I caution my business coaching clients to beware of computer consultants, network administrators, or anyone for that matter, who come bearing paper certificates but little hands-on know-how. Yet I hear of many businesses who are so strapped to fill vacant positions, they don’t want to avoid hiring outside consultants or permanent employees by being too critical about experience and results. Does Certification = Qualification?

I read about a man who was finishing up a contract as a network technician in Europe.  He wanted to find work in the U.S., so he updated his resume and posted it on the Web.  Being curious, he ran an experiment to test the value of having a Microsoft Certified Systems Engineer (MCSE) certification.  So he put two resumes out there. 

Only the first was accurate, and detailed his many years of network and telecommunications experience working with many networking products and his resume also noted he was soon to receive a bachelor’s degree in computer science.

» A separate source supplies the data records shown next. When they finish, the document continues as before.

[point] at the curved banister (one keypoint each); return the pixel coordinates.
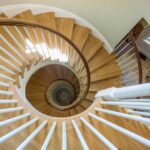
(125, 52)
(17, 22)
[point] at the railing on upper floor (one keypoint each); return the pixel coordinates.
(32, 43)
(128, 58)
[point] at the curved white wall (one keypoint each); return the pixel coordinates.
(112, 18)
(12, 10)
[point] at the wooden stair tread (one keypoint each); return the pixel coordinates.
(107, 71)
(2, 15)
(99, 59)
(91, 47)
(100, 85)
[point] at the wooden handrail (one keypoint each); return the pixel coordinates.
(137, 56)
(17, 22)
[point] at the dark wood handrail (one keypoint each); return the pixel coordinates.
(137, 56)
(17, 22)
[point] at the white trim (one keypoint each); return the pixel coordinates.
(12, 10)
(126, 132)
(80, 136)
(48, 138)
(64, 136)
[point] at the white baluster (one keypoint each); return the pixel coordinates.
(126, 132)
(64, 136)
(6, 93)
(4, 84)
(31, 136)
(3, 101)
(15, 51)
(10, 64)
(7, 78)
(99, 135)
(79, 134)
(125, 92)
(48, 138)
(17, 130)
(123, 115)
(147, 114)
(7, 70)
(126, 103)
(6, 110)
(11, 120)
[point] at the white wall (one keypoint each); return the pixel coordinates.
(113, 18)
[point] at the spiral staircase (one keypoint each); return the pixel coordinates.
(54, 105)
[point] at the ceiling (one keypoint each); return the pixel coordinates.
(112, 18)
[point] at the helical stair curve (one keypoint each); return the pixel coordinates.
(82, 61)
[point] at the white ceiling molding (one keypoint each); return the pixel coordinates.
(12, 10)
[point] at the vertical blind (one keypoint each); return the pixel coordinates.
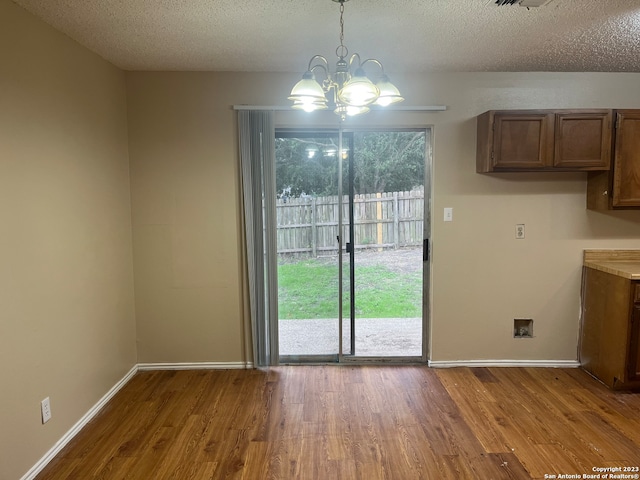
(256, 133)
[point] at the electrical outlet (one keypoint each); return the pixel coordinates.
(45, 407)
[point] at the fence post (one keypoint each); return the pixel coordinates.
(314, 229)
(396, 221)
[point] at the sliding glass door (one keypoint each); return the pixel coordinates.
(351, 225)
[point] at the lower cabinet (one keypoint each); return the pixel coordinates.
(610, 330)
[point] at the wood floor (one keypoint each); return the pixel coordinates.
(356, 422)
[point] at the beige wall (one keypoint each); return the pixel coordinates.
(69, 122)
(67, 326)
(186, 215)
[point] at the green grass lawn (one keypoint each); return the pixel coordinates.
(309, 289)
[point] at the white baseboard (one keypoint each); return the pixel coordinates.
(195, 366)
(87, 417)
(504, 363)
(80, 424)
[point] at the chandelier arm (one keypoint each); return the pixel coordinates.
(354, 57)
(373, 60)
(318, 57)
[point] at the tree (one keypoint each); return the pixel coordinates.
(383, 162)
(388, 161)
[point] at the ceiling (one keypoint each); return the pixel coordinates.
(406, 35)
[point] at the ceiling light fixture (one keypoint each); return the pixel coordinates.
(350, 90)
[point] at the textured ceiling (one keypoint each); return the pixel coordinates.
(406, 35)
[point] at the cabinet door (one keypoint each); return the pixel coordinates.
(626, 166)
(583, 140)
(633, 362)
(522, 140)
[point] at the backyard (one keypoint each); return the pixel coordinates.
(388, 284)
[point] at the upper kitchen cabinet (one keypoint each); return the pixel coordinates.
(619, 188)
(543, 140)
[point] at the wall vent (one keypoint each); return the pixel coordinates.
(521, 3)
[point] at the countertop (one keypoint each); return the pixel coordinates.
(624, 263)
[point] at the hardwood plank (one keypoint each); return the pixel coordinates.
(355, 422)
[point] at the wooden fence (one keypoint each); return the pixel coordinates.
(309, 226)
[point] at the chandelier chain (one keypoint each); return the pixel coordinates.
(341, 24)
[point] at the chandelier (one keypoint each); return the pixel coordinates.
(348, 89)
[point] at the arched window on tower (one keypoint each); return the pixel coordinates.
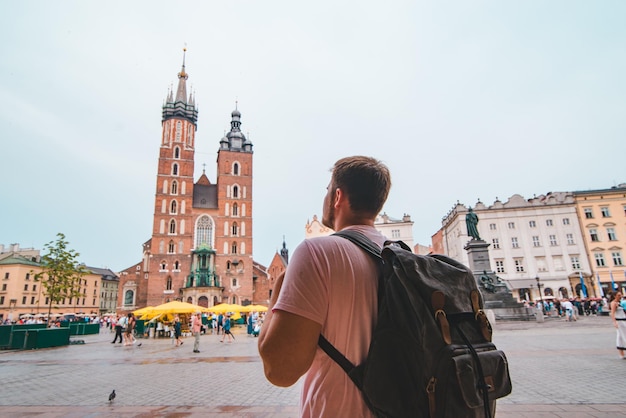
(179, 130)
(204, 231)
(129, 298)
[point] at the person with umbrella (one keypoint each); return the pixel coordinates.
(196, 327)
(226, 328)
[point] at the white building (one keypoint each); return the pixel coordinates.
(530, 239)
(393, 229)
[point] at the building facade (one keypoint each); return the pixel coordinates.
(21, 293)
(602, 217)
(536, 245)
(393, 229)
(200, 250)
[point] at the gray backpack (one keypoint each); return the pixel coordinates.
(431, 353)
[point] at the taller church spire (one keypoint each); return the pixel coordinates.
(182, 106)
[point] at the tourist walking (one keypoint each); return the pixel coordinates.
(130, 327)
(226, 328)
(196, 327)
(118, 330)
(619, 321)
(329, 288)
(177, 331)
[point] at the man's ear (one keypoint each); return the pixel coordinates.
(340, 198)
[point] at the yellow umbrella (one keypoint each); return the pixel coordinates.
(171, 308)
(226, 307)
(143, 311)
(255, 308)
(178, 307)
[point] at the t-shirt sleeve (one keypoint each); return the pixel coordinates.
(305, 291)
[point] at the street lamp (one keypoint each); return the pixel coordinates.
(12, 304)
(543, 307)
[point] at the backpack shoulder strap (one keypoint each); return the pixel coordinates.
(372, 249)
(362, 241)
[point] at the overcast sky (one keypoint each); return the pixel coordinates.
(461, 99)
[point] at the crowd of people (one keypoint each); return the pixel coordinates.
(572, 308)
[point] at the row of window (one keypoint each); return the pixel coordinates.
(33, 301)
(610, 233)
(616, 257)
(234, 230)
(232, 248)
(531, 224)
(604, 211)
(536, 241)
(7, 275)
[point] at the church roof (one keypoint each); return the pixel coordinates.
(203, 180)
(18, 259)
(205, 195)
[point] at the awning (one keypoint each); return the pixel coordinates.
(532, 283)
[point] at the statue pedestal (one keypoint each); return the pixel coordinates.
(496, 295)
(478, 253)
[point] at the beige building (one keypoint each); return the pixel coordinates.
(533, 242)
(602, 217)
(21, 293)
(393, 229)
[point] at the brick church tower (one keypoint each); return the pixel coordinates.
(201, 246)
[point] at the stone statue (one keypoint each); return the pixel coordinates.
(491, 284)
(471, 220)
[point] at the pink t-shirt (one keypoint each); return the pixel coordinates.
(333, 282)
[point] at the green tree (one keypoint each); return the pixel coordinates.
(61, 275)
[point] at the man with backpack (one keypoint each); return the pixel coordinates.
(329, 288)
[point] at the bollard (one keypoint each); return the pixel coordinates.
(539, 315)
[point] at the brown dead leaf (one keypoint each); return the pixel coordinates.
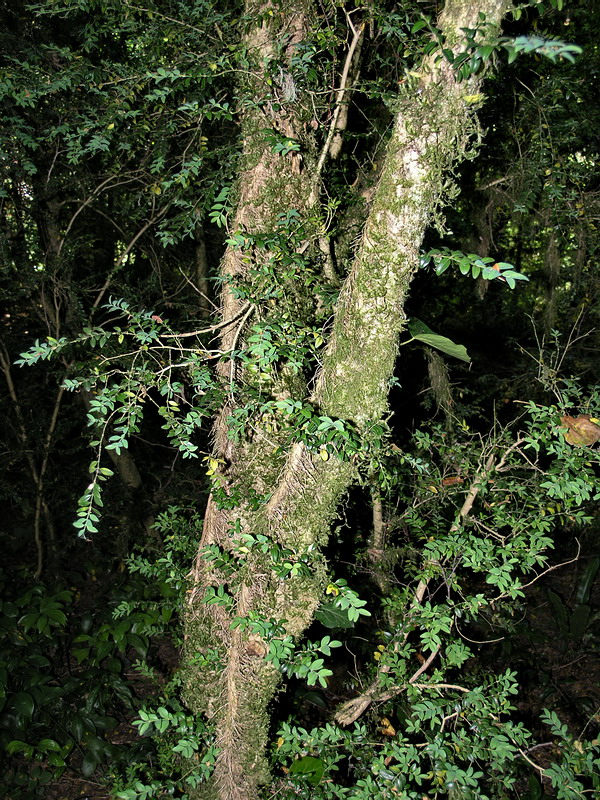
(582, 431)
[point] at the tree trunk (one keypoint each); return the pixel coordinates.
(289, 494)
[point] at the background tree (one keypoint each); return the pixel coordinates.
(307, 152)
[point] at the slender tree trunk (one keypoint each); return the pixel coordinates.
(291, 495)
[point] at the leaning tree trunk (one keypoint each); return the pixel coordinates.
(288, 493)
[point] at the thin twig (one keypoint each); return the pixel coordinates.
(341, 93)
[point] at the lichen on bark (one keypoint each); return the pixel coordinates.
(300, 492)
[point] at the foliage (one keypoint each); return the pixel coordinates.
(121, 159)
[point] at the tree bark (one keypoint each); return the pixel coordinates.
(299, 491)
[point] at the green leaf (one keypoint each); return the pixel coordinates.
(309, 767)
(23, 705)
(332, 617)
(419, 331)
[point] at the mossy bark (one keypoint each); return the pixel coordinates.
(430, 133)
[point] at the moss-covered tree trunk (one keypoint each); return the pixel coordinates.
(267, 484)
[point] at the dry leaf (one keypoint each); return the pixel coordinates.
(582, 431)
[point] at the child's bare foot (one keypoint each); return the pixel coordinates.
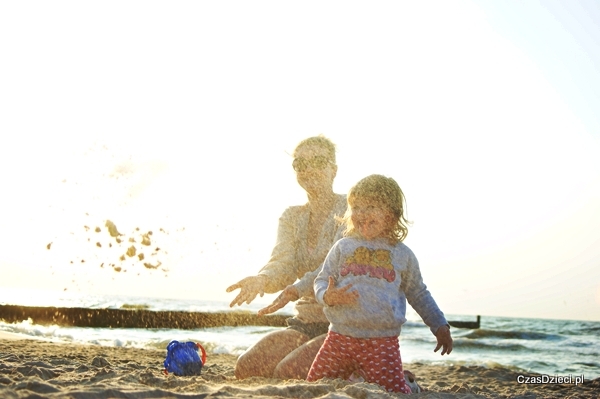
(411, 381)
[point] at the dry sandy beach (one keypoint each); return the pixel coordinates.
(42, 369)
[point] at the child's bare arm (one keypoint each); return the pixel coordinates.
(444, 340)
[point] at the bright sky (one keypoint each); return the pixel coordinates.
(183, 116)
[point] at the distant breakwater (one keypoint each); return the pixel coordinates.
(134, 318)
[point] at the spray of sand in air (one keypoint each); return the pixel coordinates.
(111, 248)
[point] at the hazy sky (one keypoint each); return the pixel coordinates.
(182, 116)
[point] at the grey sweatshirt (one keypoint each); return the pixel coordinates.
(385, 276)
(291, 258)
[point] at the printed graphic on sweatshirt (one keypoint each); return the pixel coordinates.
(375, 263)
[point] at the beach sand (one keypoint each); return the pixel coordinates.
(41, 369)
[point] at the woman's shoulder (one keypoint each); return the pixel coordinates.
(294, 211)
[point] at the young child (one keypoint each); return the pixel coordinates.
(364, 284)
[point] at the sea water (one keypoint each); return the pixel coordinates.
(553, 347)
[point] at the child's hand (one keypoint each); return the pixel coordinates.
(339, 296)
(444, 340)
(290, 293)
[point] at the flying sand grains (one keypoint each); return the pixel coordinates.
(131, 251)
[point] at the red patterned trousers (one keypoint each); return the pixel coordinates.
(376, 359)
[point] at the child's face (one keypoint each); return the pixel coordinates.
(371, 218)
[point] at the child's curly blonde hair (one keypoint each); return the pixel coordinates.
(386, 191)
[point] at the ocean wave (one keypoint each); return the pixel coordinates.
(522, 335)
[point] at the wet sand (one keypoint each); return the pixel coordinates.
(40, 369)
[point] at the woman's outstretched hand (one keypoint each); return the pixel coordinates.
(249, 287)
(290, 293)
(444, 340)
(339, 296)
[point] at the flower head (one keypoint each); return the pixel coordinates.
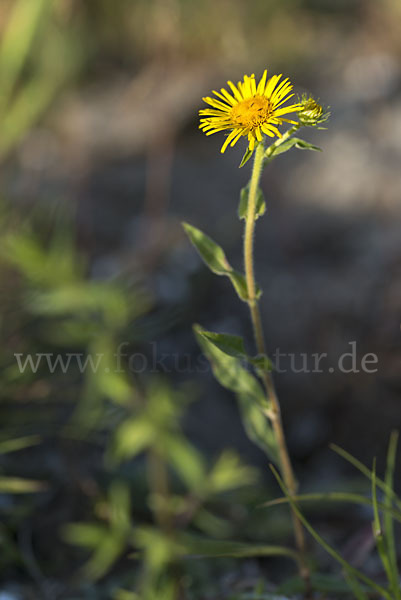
(250, 110)
(311, 112)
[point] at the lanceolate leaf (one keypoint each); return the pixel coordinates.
(260, 207)
(230, 373)
(233, 345)
(213, 256)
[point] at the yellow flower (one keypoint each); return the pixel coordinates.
(251, 110)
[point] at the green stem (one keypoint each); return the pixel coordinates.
(274, 414)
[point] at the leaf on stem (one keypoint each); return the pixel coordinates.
(260, 206)
(230, 373)
(214, 257)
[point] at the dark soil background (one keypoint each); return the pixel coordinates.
(119, 149)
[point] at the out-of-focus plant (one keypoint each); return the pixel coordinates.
(153, 431)
(40, 52)
(138, 416)
(384, 515)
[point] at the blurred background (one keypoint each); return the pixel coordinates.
(101, 159)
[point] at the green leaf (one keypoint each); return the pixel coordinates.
(365, 471)
(17, 485)
(246, 157)
(388, 518)
(260, 207)
(277, 148)
(18, 443)
(329, 497)
(185, 460)
(199, 546)
(233, 345)
(333, 553)
(230, 373)
(228, 369)
(213, 256)
(229, 473)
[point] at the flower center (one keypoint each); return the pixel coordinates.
(252, 112)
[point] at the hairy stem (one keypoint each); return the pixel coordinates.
(274, 414)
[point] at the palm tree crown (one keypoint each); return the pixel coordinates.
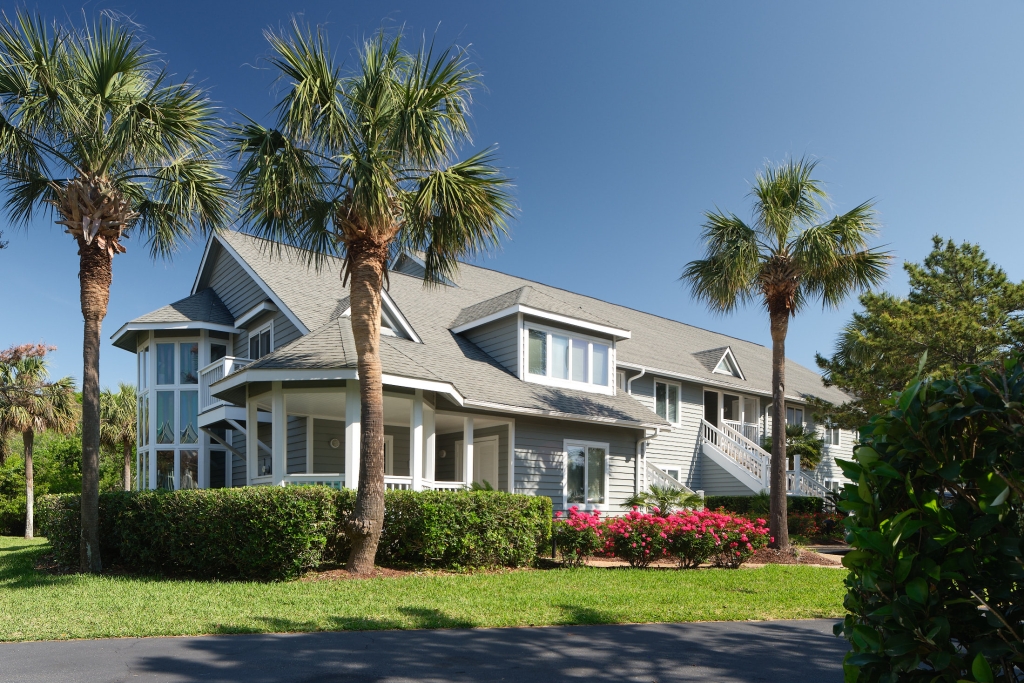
(363, 164)
(792, 254)
(91, 129)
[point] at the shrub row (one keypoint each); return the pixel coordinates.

The second resume was similar, not as detailed, listed fewer years experience, and did not include college information.  But it did list an MCSE certification.  He used an alias last name on this resume, considering he wasn’t being quite truthful.

Three days after posting the bogus resume, he started getting telephone calls and was offered positions based on phone interviews conducted while he was still out of the country.  But not for the real resume.  This aggravated him, knowing that he’d spent thousands of dollars for education, and spent many hours crawling underground, installing cable and figuring out how to configure complex networks.  If all he had to do was read a ‘Dummies’ book, spend some money for the tests and better job opportunities would present themselves, infuriated him.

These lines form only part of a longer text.